Today in Trinidad the Commonwealth leaders will for the first time in some years discuss whether or not they should allow their delinquent outcast – Robert Mugabe’s Zimbabwe – back into the 53-member club.
That this debate is actually taking place while the 85-year-old Mugabe is still president of the country he has ruined so dramatically is testimony both to the Commonwealth’s ability to forgive and forget and equally to the wily dictator’s instinct for survival. (Mugabe withdrew Zimbabwe’s membership in December 2003, in protest at its continued suspension for rigging the country’s elections.)
Despite setting new standards of tyrannical rule, socio-economic destruction and spectacular accumulation of personal wealth on a continent whose political leaders have cornered the market in such political malfeasance, Mugabe has managed not only to hang onto power but now appears to be a candidate for rehabilitation.

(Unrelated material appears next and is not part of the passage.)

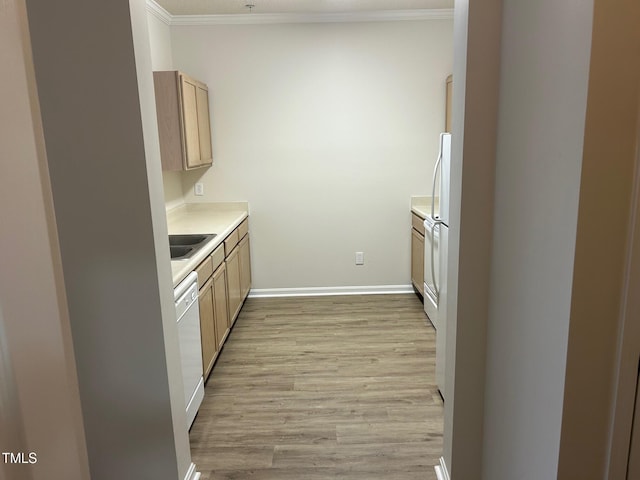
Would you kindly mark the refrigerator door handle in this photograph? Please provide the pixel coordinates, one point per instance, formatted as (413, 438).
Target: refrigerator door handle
(435, 175)
(433, 268)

The Commonwealth caveat is that readmission will be linked to the reforms that Mugabe promised when he signed the so-called Global Political Agreement more than a year ago. The GPA was intended to be a power-sharing agreement that would lead to the completion of a new constitution by August 2010, followed by free and fair elections. Human rights abuses, state control of the media, illegal farm invasions and other undemocratic behaviour that has become the norm under Mugabe’s ZANU-PF regime for the past ten years was also to be abandoned with the forming of a new coalition government.
Although Mugabe reluctantly swore in his old enemy Morgan Tsvangirai as prime minister in February, there have been problems in the coalition government from the outset, and Mugabe’s ongoing autocratic behaviour offered sceptics evidence that he was using Tsvangirai and the illusion of power-sharing as a way of re-establishing himself on the world stage as an elder statesman rather than his current status of power-mad pariah. Insiders say that the travel sanctions imposed by the EU on Mugabe and many of his inner circle are a key factor in his show of democratisation. "Mugabe and his wife want to go shopping in Bond Street and the Rue Faubourg again. It’s as simple as that," said one insider this week.